On Monday, Chinese Foreign Minister Wang Yi said that Asian Nations should avoid being used as “chess pieces” by global powers in a region that is being reshaped by geopolitical factors.
In a speech given to the secretariat of the Association of Southeast Asian Nations (ASEAN) in Jakarta,
Many countries in the region, according to Wang, are under pressure to take sides.
“We must protect this region from geopolitical calculations… from being used as chess pieces in major power rivalry and coercion,” Wang said through a translator.
“Our region’s future should be in our own hands,” he said.
Southeast Asia has long been a source of contention between powers due to its strategic importance, with countries in the region now wary of becoming embroiled in the US-China rivalry.
China claims almost the entire South China Sea as its territory, citing what it claims are historical maps, putting it at odds with some ASEAN countries, who say the claims are illegal under international law.
Wang’s speech comes just days after he attended a G20 meeting of foreign ministers in Bali, amid intense Chinese diplomacy that has seen him make a string of stops across the region in recent weeks.

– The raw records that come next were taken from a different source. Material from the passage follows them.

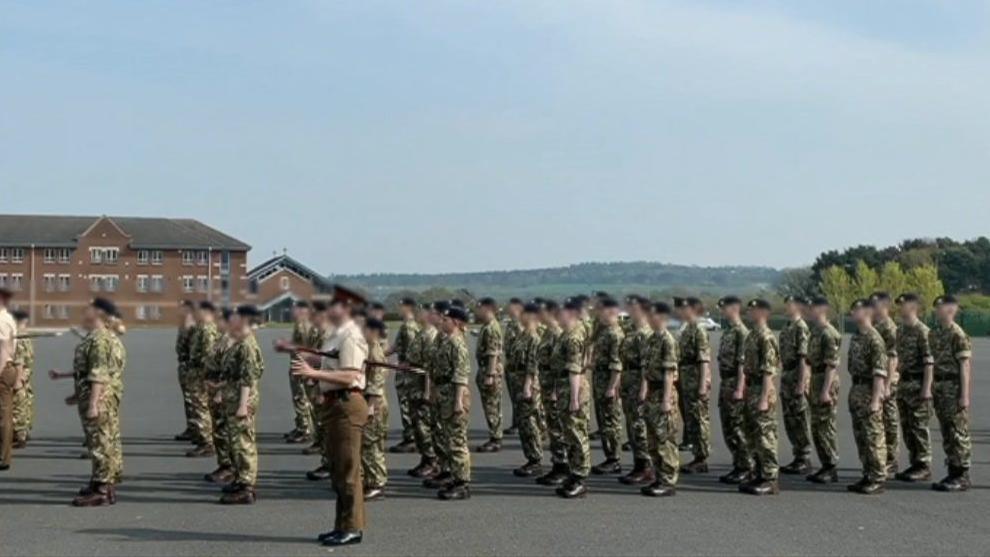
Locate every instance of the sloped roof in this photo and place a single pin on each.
(145, 232)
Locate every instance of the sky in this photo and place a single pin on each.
(446, 135)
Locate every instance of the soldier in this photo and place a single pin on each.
(662, 414)
(301, 330)
(695, 381)
(243, 366)
(914, 391)
(634, 354)
(757, 386)
(794, 383)
(953, 354)
(511, 329)
(419, 355)
(823, 359)
(201, 345)
(489, 379)
(404, 382)
(868, 368)
(732, 410)
(23, 403)
(573, 398)
(373, 443)
(525, 356)
(607, 378)
(451, 374)
(187, 324)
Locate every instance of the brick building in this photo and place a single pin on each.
(57, 264)
(277, 283)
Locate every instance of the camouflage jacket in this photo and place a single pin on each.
(867, 355)
(730, 349)
(913, 350)
(950, 347)
(794, 343)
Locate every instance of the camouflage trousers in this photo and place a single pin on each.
(892, 426)
(869, 433)
(530, 434)
(23, 411)
(797, 414)
(102, 437)
(916, 418)
(554, 426)
(301, 406)
(453, 432)
(373, 447)
(574, 425)
(241, 438)
(732, 416)
(761, 431)
(954, 424)
(634, 413)
(218, 413)
(697, 413)
(608, 413)
(491, 404)
(404, 392)
(824, 433)
(662, 429)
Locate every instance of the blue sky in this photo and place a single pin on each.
(456, 135)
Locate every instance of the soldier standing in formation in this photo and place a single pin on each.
(731, 409)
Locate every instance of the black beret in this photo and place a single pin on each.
(726, 301)
(662, 308)
(456, 313)
(759, 303)
(945, 300)
(907, 297)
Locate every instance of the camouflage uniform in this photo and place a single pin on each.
(823, 353)
(376, 430)
(794, 341)
(761, 358)
(891, 423)
(951, 347)
(453, 370)
(608, 410)
(489, 346)
(867, 360)
(200, 347)
(100, 358)
(732, 412)
(662, 427)
(405, 383)
(23, 404)
(914, 353)
(566, 360)
(525, 356)
(634, 354)
(420, 355)
(243, 366)
(301, 405)
(694, 350)
(548, 390)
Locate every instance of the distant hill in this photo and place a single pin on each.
(617, 278)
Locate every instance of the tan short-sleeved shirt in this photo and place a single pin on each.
(352, 351)
(8, 334)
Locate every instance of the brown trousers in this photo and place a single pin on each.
(8, 377)
(343, 425)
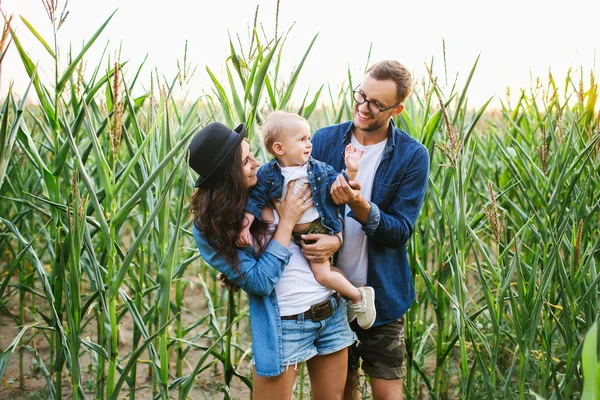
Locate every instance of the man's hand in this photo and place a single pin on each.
(323, 248)
(225, 282)
(352, 159)
(343, 192)
(244, 238)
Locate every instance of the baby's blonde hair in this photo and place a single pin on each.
(273, 127)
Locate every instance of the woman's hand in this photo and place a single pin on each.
(322, 249)
(291, 208)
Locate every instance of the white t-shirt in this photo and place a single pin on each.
(298, 289)
(352, 258)
(301, 176)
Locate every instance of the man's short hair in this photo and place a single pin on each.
(393, 70)
(273, 126)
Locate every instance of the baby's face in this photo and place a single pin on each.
(296, 144)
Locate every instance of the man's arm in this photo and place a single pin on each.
(394, 226)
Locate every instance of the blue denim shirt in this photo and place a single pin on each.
(257, 277)
(321, 177)
(398, 191)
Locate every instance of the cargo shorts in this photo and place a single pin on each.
(382, 349)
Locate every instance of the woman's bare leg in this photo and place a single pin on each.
(328, 375)
(277, 387)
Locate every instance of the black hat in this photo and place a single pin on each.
(212, 146)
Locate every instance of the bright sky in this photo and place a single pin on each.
(517, 39)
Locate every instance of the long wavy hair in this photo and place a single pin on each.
(218, 209)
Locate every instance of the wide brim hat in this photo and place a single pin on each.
(212, 147)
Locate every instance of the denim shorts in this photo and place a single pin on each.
(304, 338)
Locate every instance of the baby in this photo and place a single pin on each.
(287, 137)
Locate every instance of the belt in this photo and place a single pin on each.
(317, 312)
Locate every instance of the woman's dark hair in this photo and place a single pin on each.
(218, 208)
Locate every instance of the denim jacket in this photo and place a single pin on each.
(257, 277)
(398, 191)
(321, 177)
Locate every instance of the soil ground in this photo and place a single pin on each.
(206, 385)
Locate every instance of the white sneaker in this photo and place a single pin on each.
(365, 309)
(350, 312)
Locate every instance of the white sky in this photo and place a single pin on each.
(516, 39)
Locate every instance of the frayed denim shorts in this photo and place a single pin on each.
(304, 338)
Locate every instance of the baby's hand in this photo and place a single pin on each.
(352, 157)
(244, 238)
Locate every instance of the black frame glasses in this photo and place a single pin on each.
(377, 109)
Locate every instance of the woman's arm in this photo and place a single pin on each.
(259, 276)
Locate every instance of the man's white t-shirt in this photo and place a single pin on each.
(352, 258)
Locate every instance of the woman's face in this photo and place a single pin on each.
(249, 165)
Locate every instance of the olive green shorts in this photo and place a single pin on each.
(382, 349)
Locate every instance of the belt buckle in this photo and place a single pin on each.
(321, 311)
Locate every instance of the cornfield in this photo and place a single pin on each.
(108, 298)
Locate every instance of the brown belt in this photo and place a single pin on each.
(318, 311)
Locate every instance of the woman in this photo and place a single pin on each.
(292, 317)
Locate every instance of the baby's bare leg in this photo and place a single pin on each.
(333, 278)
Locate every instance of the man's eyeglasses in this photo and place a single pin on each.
(375, 109)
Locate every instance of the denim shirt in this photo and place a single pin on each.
(257, 277)
(320, 175)
(398, 191)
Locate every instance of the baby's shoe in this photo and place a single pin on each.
(365, 309)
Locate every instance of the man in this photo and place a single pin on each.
(382, 205)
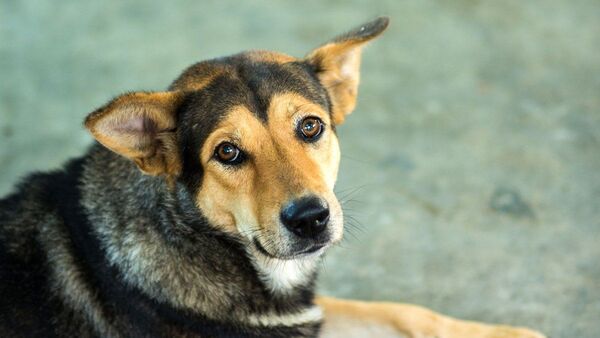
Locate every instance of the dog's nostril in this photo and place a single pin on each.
(306, 217)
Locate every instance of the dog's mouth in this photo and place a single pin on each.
(312, 249)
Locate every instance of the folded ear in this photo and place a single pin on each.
(140, 126)
(338, 65)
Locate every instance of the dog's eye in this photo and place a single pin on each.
(311, 128)
(228, 153)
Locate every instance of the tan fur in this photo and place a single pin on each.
(280, 168)
(154, 153)
(246, 200)
(403, 320)
(269, 56)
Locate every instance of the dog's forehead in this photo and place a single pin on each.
(250, 79)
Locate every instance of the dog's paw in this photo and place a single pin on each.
(512, 332)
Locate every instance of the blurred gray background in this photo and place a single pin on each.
(471, 167)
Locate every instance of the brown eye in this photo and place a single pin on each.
(310, 128)
(228, 153)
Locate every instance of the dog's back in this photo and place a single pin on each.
(29, 219)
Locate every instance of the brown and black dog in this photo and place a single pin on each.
(202, 210)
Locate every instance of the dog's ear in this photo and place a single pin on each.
(142, 127)
(338, 65)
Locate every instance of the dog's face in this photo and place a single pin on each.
(253, 137)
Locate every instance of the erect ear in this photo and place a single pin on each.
(140, 126)
(338, 65)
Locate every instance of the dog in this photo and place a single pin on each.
(202, 210)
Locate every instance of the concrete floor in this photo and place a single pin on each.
(472, 163)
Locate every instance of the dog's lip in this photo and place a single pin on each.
(311, 250)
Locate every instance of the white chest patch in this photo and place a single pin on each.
(283, 275)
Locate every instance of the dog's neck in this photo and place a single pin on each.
(163, 246)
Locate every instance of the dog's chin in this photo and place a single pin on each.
(313, 250)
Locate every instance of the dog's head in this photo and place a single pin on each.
(253, 137)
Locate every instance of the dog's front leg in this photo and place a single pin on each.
(345, 318)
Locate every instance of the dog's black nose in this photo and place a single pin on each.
(306, 217)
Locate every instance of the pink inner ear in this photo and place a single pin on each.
(135, 125)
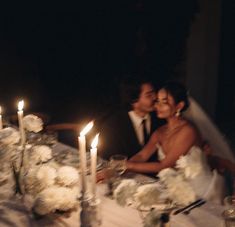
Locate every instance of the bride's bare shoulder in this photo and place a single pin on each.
(189, 129)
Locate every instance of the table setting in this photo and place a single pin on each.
(46, 183)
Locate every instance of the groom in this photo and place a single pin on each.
(128, 129)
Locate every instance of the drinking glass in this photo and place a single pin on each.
(229, 217)
(229, 202)
(118, 163)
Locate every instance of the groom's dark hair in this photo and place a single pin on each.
(130, 89)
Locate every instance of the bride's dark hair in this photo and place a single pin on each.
(178, 92)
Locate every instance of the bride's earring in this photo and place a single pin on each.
(177, 114)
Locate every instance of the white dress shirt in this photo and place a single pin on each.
(138, 126)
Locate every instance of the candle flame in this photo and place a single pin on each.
(95, 141)
(87, 128)
(21, 105)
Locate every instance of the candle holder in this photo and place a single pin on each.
(90, 215)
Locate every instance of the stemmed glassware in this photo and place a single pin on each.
(118, 163)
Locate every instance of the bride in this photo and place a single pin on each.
(174, 141)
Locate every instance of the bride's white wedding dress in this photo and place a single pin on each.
(209, 131)
(193, 167)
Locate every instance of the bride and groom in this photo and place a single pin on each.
(179, 143)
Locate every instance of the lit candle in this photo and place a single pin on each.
(20, 120)
(93, 164)
(82, 154)
(1, 118)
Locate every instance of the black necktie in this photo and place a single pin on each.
(145, 133)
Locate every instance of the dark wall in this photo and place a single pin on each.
(68, 60)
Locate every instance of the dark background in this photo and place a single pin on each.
(68, 60)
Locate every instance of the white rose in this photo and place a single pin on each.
(67, 176)
(41, 153)
(32, 123)
(9, 136)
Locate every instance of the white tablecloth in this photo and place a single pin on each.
(15, 212)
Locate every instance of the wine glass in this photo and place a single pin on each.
(118, 163)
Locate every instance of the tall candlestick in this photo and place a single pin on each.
(93, 164)
(1, 118)
(20, 119)
(82, 153)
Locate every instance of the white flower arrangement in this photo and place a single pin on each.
(190, 164)
(55, 198)
(67, 176)
(147, 195)
(39, 178)
(177, 188)
(9, 136)
(49, 186)
(125, 191)
(32, 123)
(40, 153)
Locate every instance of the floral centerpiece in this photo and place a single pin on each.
(31, 170)
(175, 188)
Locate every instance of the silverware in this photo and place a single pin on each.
(191, 208)
(188, 206)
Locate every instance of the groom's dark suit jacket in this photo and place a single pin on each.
(118, 135)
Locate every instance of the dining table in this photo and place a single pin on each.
(16, 211)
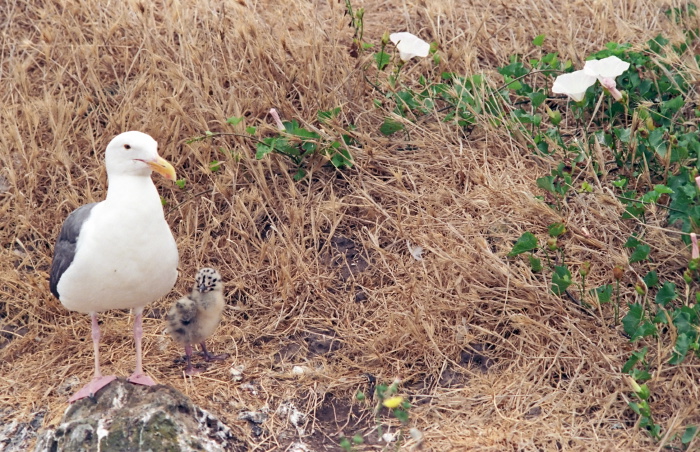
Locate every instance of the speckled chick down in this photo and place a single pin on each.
(194, 318)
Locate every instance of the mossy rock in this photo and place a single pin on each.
(124, 417)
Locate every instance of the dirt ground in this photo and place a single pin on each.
(318, 272)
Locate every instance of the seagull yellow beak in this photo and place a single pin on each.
(162, 167)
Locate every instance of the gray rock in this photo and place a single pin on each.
(127, 417)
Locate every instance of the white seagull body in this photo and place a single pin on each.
(118, 253)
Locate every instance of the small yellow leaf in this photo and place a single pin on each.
(393, 402)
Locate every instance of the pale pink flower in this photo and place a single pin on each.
(605, 70)
(573, 84)
(409, 45)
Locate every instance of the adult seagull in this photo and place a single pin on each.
(118, 253)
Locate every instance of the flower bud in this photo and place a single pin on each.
(385, 38)
(618, 273)
(585, 269)
(687, 277)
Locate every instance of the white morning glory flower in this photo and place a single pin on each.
(609, 67)
(409, 45)
(573, 84)
(576, 83)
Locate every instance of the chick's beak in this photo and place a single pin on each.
(162, 167)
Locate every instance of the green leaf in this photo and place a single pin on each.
(401, 415)
(537, 98)
(659, 188)
(634, 359)
(689, 433)
(526, 242)
(345, 444)
(640, 253)
(390, 126)
(673, 105)
(299, 175)
(634, 324)
(547, 183)
(382, 59)
(666, 293)
(604, 293)
(651, 279)
(324, 116)
(263, 149)
(683, 342)
(556, 229)
(561, 279)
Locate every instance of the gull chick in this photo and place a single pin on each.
(192, 319)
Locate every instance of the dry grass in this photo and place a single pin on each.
(76, 73)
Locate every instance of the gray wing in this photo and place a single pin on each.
(64, 251)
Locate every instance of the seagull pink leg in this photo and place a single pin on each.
(190, 369)
(138, 377)
(98, 382)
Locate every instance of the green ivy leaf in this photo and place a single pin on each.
(539, 40)
(537, 98)
(547, 183)
(640, 253)
(666, 293)
(556, 229)
(390, 126)
(689, 432)
(526, 242)
(382, 59)
(263, 149)
(651, 279)
(634, 359)
(561, 279)
(680, 349)
(634, 324)
(324, 116)
(604, 293)
(535, 264)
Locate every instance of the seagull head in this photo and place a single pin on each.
(207, 280)
(136, 153)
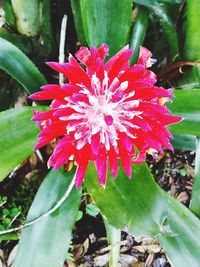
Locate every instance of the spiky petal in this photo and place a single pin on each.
(105, 113)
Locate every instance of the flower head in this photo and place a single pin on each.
(105, 112)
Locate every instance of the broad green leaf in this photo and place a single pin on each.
(114, 239)
(192, 32)
(45, 47)
(27, 14)
(150, 3)
(106, 22)
(10, 236)
(9, 14)
(49, 238)
(22, 42)
(20, 67)
(169, 31)
(76, 9)
(18, 135)
(184, 142)
(186, 104)
(138, 32)
(140, 207)
(195, 200)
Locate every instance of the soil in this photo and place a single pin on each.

Wang met with US Secretary of State Antony Blinken for five hours on the sidelines of the G20, and both described their first in-person talks since October as “candid.”
Wang mentioned on Monday that he told Blinken that both parties should discuss the establishment of rules for positive interactions and jointly uphold Asia-Pacific regionalism.
“The core elements are to support ASEAN centrality, uphold the existing regional corporation framework, and respect each other’s legitimate rights and interests in the Asia-Pacific, instead of attempting to distress or contain the oppo” Wang said.
In response to a question about Taiwan after his speech, Wang stated that Washington is “trying to play the Taiwan card to disrupt and contain China’s development by distorting and hollowing out the One China policy.”
Tensions between Beijing and Taipei have risen in recent months, as China’s military has conducted multiple air missions over the Taiwan Strait, the waterway that separates the island from China.
China regards Taiwan as a “sacred” territory and has never renounced the use of force to seize control of the island.
Taiwan claims to want peace, but only its people can decide its fate.
Washington maintains its commitment to its One China policy and does not support Taiwanese independence.
However, under the US-Taiwan Relations Act, the US must provide Taiwan with the means to defend itself.
“The two sides across the (Taiwan) Strait will develop peacefully.” “However, if the one-China principle is arbitrarily challenged or even sabotaged, there will be dark clouds or ferocious storms, across the strait,” Wang warned.
Taiwan’s Foreign Ministry called Wang’s remarks “absurd,” saying it strongly condemned them.
“Taiwan is at the forefront of resisting authoritarian expansion and will not succumb to Chinese government threats of force,” ministry spokeswoman Joanne Ou said.